Entering edit mode
I was trying to plot PCA using DESeq2 plotPCA
function and prcomp
function. However, the variances I obtained was quite different. Why is this?
Code for PCA using prcomp:
pca <- prcomp(t(countsPC_batch))
percentage <- round(((pca$sdev^2) / (sum(pca$sdev^2))) * 100, 2)
pca_data <- data.frame(pca$x, SampleType=factors_new$SampleType, StudyAccession=factors_new$StudyAccession)
tiff(filename=paste0("Sample_PCA", OutputNumber, ".tiff"), height=10, width=10, units='in', res=300)

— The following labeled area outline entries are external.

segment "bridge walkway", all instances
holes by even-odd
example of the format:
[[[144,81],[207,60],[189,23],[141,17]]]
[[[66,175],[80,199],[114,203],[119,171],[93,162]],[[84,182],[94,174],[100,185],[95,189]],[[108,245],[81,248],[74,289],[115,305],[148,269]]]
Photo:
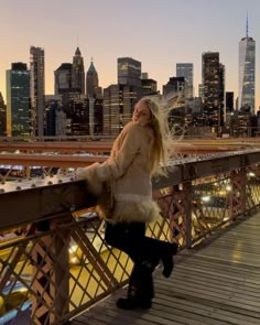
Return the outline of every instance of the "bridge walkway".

ggplot(pca_data,aes(x=PC1,y=PC2, shape=SampleType, col=StudyAccession )) +
geom_point(size = 4) +
labs(title="Sample PCA", subtitle=paste0("Samples = ", SamplesUsed, " Normalization=", NormalizationUsed))+
xlab(paste0("PC1: ", percentage[1], "% variance")) +
ylab(paste0("PC2: ", percentage[2], "% variance")) +
theme(...)
dev.off()
The Proportion of Variance
from summary(pca)
was consistent to the calculated percentages.
Further, through hierarchical clustering, I observed two major clusters, but in these PCA I think there are three groups.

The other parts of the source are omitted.